A faulty freezer door is one of the most common issues with refrigeration units. When your freezer door is not functioning well, don’t rush into blaming the condenser and calling in an expert. The source of the problem may simply be your door being less airtight as a result of friction, worn out parts, debris, dirt or improper alignment. Read this article and find out how you can troubleshoot these problems in simple ways.
Freezer Door Not Closing Smoothly
Several factors can hinder your freezer door from closing as smoothly or tightly as it should. Friction at the door hinges due to debris can make the freezer door feel like it's rubbing against something when being closed.
Improper alignment—that is, the door not being leveled from the front to the back—can have a similar impact, and can be even worse when the door is seated on a broken caster or foot.
Another factor, limited to those with magnetic sealing, is the magnet trapping foreign materials, making it hard for the strip to seal the door shut smoothly.
To troubleshoot these problems, always start by ensuring the hinge is free of any debris. This requires regular cleaning or wiping around the hinge using a dishcloth. You can spray the hinges or apply Vaseline to avoid friction.
If your fridge has a broken caster or foot, that will need to be replaced so you can get the proper alignment or level that will enable the door to swing freely and open and close smoothly.
Magnetic sealing should always be wiped carefully to remove foreign materials it might have attracted. If the seal has become faulty, it should be replaced.
Buildup of dirt in a gasket can cause gaps where air can leak out, causing loss of temperature and waste of energy (and money). When it comes to sealing the door shut tightly, every inch counts—check all the way around to make sure you're getting the tightest seal possible.
To clean out the particles you find, use warm water, soap, and any soft cloth. Make sure the cloth isn’t rough enough to cause significant scratching on the gasket, and use a towel to dry the seal and surrounding area after cleaning.
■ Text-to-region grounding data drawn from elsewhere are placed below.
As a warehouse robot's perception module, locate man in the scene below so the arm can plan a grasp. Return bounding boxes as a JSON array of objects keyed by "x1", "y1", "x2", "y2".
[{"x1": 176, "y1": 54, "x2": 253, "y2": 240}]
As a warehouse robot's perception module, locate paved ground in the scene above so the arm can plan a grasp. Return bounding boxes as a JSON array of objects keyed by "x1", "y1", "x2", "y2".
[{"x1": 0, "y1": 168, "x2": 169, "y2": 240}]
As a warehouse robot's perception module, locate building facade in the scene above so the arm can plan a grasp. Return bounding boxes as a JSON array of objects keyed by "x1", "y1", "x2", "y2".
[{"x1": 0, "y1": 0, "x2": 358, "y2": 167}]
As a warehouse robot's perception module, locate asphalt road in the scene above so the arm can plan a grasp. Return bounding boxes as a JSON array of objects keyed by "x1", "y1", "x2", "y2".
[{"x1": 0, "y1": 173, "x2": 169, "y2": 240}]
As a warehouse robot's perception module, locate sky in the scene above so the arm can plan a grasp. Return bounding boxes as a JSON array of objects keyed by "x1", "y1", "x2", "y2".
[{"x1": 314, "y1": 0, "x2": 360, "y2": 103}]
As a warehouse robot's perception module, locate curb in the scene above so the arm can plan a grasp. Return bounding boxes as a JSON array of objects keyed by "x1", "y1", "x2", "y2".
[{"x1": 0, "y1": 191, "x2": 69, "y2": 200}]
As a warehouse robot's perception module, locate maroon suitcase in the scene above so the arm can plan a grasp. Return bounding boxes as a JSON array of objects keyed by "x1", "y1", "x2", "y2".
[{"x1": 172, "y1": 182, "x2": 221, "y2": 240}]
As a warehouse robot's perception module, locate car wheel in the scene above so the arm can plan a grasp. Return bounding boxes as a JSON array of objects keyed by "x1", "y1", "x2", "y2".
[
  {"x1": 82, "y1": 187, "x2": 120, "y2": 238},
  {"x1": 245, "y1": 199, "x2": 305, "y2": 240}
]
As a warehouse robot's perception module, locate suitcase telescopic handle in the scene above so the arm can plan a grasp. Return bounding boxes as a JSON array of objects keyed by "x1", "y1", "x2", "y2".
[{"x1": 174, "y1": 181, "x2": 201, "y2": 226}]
It's a good idea to do this every few months to make sure your freezer and fridge are working at their maximum efficiency.
Worn Out Gasket
In older devices, the gaskets can get degraded to the point they require replacement. Order your new part carefully to make sure it will fit. If you can, upgrade to one with a magnetic strip, which will help seal the door shut.
If the new gasket is wrinkled when you get it, you can smooth it out by either soaking it in hot water or warming it gently with a hairdryer.
When you're ready to install, move your frozen or sensitive foodstuffs and keep them in a cooler during the process. Once you're ready, unplug the refrigerator, lift the edges of the gasket, and use a screwdriver to remove all the screws.
After successfully removing the old gasket, align the new one in that position and screw it in. Then get those frozen pizzas back in place!
Freezer Door Open for a Long Time
The inside of your freezer may look like an Antarctica, covered almost completely in frost and ice. This can push against the door, preventing a tight seal.
One of the major causes of this frost growth is leaving your door open for a long time, which raises the humidity level in the freezer. Maybe it’s your kids, or your indecision, or maybe your door just isn't closing automatically once opened.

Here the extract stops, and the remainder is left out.